[Plugin] Nvidia-Driver


ich777

Recommended Posts

All the previous files that weren't working before are working now on 470.  IDK, I'm also confused.

 

The only thing different this time is that before downgrading to 470, I uninstalled the plugin, rebooted, installed the plugin, selected 470, rebooted, then refreshed the docker image after reboot.

 

Just checked this morning and NVIDIA deprecated 515.86.01 from Production.  525.60.11 is now Production: https://www.nvidia.com/download/driverResults.aspx/196723/en-us/

Edited by Jacon
Link to comment
12 hours ago, Jacon said:

All the previous files that weren't working before are working now on 470.  IDK, I'm also confused.

 

The only thing different this time is that before downgrading to 470, I uninstalled the plugin, rebooted, installed the plugin, selected 470, rebooted, then refreshed the docker image after reboot.

 

Just checked this morning and NVIDIA deprecated 515.86.01 from Production.  525.60.11 is now Production: https://www.nvidia.com/download/driverResults.aspx/196723/en-us/

Upgraded to 525.60.11 tonight and was able to successfully transcode all videos.  So, I'm not sure if r515 is a bad set of drivers for my card or if there was another underlying issue that prevented the previous driver installations from running.

 

Either way, with successful r525 drivers, I'm not attempting to install r515 and risk it again.  Considering this closed.

 

Appreciate your patience @ich777

  • Like 1
Link to comment
4 hours ago, Jacon said:

Either way, with successful r525 drivers, I'm not attempting to install r515 and risk it again.

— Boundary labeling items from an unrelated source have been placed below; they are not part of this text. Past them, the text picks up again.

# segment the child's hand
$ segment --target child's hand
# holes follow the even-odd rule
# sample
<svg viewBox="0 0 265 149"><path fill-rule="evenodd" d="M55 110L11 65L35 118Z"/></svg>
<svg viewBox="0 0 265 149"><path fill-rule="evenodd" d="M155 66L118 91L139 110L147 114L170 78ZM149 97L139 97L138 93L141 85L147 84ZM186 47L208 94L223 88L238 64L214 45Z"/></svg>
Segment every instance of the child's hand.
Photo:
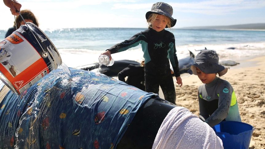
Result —
<svg viewBox="0 0 265 149"><path fill-rule="evenodd" d="M110 53L110 51L109 51L109 50L107 50L107 51L105 51L104 53L101 53L101 54L100 54L100 55L107 55L107 56L108 56L109 57L109 60L111 61L111 58L111 58L111 56L110 55L111 54L111 53Z"/></svg>
<svg viewBox="0 0 265 149"><path fill-rule="evenodd" d="M176 79L177 80L177 83L179 85L180 84L180 87L181 87L182 86L182 79L180 76L176 77Z"/></svg>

Why? Please try it I'm really curious, never heard of such an issue like you are experiencing.

 

16 hours ago, Jacon said:

Just checked this morning and NVIDIA deprecated 515.86.01 from Production.

This is not the right terminology, the older driver is still from the production branch and that a new driver is released doesn't mean automatically that 515.86.01 is deprecated...

 

16 hours ago, Jacon said:

525.60.11 is now Production

This is the new driver yes, I compiled it and uploaded the package to GitHub so that is available and in the plugin for users to download and install on Unraid.

  • Like 1
Link to comment
5 hours ago, ich777 said:

Why? Please try it I'm really curious, never heard of such an issue like you are experiencing.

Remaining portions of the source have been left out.